フランケンシュタインに出てくる怪物には、名前がない。
ジキルとハイドのジキルには名前がある。
まだらの紐は蛇、モルグ街の殺人の犯人は猿。
殺人鬼は化け物、怪物。
お前は人間のフリをした化け物に過ぎない。
だまれ。
お前は人間じゃない、だから誰からも愛されない、小さな光で、金を払って娼婦や男娼を買うしか能がない。
たしかにそうだ。
だから、カンテノームを殺した。
正確には、消去、返却、正式な手続きを踏み。
「あなたは友人を殺しました。
ゆえに、公僕としての地位を剥奪します。
あなたが死体となろうが何になろうがこちらは一切検知しません」
蓄音機の形をしたデジタルプレイヤー。
これは高度な技術だ、なるほど、この手があったか。
残念ながら「お友達」は、この世にはいない。

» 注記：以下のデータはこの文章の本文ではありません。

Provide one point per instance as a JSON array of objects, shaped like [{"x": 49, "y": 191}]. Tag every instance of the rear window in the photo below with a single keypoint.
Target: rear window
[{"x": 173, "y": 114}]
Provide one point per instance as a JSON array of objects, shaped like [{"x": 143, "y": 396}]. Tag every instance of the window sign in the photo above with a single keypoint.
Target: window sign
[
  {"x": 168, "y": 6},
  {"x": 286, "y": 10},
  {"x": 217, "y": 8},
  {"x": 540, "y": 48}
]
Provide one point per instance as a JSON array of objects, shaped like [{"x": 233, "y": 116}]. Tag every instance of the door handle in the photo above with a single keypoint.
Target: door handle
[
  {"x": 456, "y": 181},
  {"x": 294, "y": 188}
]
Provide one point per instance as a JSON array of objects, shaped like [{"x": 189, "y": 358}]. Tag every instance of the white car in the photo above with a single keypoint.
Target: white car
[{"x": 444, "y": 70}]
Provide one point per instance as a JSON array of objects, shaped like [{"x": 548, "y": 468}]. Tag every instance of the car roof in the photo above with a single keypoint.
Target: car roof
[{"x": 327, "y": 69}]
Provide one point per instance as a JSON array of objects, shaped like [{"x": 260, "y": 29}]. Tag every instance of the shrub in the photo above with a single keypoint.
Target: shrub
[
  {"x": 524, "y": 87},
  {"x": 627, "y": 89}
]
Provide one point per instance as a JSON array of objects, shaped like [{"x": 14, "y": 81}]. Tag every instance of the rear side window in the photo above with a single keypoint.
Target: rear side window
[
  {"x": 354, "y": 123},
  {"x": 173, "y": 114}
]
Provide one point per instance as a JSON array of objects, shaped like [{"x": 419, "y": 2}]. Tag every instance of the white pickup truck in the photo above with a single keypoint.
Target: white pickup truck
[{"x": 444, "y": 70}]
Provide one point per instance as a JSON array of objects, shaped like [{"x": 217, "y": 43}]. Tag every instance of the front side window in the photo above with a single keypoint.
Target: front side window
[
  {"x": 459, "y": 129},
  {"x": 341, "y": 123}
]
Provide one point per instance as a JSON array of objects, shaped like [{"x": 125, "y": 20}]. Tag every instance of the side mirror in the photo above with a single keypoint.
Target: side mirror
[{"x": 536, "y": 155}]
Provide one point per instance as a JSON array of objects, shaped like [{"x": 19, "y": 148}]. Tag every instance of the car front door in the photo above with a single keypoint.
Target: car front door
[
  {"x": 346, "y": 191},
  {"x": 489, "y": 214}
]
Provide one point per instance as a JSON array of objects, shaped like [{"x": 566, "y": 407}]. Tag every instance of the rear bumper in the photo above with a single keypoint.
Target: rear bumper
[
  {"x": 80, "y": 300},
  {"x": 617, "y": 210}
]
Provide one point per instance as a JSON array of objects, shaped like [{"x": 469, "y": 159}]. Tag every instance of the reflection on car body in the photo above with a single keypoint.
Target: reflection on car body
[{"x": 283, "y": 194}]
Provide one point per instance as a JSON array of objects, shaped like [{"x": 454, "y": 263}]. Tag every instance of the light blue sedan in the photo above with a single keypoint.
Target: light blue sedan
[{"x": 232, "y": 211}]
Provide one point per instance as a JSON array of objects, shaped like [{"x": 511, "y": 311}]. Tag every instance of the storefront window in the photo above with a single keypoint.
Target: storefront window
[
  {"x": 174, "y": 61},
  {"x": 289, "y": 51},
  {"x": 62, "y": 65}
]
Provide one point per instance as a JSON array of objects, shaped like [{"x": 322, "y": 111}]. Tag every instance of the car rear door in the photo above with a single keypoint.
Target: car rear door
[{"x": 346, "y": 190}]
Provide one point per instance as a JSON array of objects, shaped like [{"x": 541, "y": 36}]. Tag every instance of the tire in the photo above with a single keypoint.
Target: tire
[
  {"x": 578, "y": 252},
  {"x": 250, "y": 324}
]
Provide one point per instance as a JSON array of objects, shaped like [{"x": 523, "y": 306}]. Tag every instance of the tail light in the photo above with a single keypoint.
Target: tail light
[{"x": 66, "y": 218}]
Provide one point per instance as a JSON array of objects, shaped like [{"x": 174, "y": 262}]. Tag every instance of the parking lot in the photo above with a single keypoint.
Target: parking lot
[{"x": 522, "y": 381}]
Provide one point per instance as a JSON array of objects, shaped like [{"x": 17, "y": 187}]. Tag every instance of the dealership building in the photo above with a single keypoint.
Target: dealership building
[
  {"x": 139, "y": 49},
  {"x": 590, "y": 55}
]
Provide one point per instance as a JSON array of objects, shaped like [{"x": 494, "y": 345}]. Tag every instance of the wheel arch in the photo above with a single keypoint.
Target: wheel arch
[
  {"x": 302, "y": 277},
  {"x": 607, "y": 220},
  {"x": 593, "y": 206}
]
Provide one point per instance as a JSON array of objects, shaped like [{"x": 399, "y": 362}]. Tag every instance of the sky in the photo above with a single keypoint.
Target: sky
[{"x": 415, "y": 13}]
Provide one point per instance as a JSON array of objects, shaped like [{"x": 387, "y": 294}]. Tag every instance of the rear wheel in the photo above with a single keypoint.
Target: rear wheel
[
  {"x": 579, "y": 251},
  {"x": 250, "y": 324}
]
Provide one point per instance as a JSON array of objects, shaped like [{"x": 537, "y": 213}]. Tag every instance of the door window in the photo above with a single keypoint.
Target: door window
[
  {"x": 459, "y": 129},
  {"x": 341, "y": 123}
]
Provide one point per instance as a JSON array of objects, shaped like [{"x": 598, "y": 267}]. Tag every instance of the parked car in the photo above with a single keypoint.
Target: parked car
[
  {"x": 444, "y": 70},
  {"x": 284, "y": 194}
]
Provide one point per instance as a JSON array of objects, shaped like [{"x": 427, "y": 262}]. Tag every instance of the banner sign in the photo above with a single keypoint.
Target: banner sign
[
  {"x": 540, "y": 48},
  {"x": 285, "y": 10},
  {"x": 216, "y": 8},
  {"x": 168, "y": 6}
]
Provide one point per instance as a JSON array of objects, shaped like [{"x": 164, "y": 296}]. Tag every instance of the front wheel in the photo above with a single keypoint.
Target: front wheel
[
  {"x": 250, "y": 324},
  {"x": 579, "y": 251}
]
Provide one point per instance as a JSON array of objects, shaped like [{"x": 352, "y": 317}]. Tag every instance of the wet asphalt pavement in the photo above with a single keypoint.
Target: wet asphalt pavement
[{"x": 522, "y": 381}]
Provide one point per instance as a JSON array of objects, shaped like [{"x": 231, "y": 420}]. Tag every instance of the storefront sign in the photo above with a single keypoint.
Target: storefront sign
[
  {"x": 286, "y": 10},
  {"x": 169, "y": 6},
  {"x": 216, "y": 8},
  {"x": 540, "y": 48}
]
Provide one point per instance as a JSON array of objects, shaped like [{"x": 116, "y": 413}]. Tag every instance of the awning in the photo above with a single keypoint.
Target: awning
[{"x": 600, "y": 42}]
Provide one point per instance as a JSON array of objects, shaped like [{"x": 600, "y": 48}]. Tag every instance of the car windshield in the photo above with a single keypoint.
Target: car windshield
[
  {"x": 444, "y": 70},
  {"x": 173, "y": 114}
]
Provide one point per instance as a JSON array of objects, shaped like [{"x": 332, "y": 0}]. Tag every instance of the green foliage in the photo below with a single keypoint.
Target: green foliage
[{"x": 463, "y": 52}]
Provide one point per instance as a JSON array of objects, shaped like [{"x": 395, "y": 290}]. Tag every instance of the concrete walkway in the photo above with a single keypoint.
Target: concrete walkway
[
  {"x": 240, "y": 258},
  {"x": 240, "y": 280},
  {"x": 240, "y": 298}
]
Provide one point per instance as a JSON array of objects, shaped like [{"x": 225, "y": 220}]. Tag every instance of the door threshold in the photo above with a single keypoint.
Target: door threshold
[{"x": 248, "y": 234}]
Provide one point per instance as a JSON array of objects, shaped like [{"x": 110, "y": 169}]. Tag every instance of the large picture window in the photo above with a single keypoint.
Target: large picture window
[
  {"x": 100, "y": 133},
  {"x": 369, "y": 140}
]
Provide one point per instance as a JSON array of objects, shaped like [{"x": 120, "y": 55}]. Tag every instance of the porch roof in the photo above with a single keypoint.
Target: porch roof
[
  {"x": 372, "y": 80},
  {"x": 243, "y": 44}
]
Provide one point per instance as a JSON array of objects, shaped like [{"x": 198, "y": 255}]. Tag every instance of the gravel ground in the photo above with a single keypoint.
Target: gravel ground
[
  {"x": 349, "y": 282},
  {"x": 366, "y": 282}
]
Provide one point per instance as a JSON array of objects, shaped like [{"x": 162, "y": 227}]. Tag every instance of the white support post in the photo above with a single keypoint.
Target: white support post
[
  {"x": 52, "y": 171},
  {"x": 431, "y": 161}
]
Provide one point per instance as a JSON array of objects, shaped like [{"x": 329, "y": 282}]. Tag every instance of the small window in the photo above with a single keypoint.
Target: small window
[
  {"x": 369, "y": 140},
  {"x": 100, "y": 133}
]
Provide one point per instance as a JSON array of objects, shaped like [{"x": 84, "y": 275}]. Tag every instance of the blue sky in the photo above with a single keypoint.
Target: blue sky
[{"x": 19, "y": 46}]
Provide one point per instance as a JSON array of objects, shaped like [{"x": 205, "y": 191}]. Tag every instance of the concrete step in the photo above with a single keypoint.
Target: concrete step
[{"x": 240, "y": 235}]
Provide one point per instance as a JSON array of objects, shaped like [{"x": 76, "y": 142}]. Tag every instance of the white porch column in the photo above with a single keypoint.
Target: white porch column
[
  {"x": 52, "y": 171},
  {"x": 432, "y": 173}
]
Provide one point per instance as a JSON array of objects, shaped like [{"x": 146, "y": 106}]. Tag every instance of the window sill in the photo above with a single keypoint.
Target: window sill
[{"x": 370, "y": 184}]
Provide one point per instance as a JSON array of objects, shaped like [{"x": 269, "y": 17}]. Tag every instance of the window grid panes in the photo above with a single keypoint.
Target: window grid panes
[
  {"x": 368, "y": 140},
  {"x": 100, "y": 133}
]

消去され、現在はどこかに眠っているのか、いや、わたしか?
カンテノームだったのか、わたしは。
確証はない、しかしここは懐かしい。
「住めるようになりました」
瑕疵物件、事故物件として安く売られたこの場所は、非常に良い物件だった。駅から近い、鉄筋コンクリート、防音性高し、天気晴朗なれど波高し、とでも言いたくなるほど海が近い。
まぁ、たぶん、天気晴朗なれどは日本海ですけど、見渡しているのは太平洋の絶景です。
津波からも逃げられるそうです。
ここが、調査書に書いてあった場所。カンテノームが言っていた場所。
おかあさん、と懐かしく呼ぶ声がする、あの子はもういないのに。
ああ、神様、あの子はまさしく天使でした。天使のようないいこでした。
すべての人間は、もしかしたら、化け物として生まれ、人間としてしつけを受け、人間になるのかもしれない。もしも腹の中にいる頃からずっと、しつけを受けられずに育てば
それは確実に怪物となる。
現代は名前のない怪物だらけだ。
この世界には怪物がいる、人間の顔をした名前がない怪物、生きているか死んでいるかわからない幽霊。
彼こそが海賊、と言う歌があり、そこで海賊は奴隷を連れている。
わたしは、「彼」として生まれなかったから。
だから、
The named no one
にもなれず、記録には
「名前のない怪物」と、載るのだろう。
なぜならわたしは怪物だから。
果たして今話しているのが誰なのか、もうわたしにはわからなかった。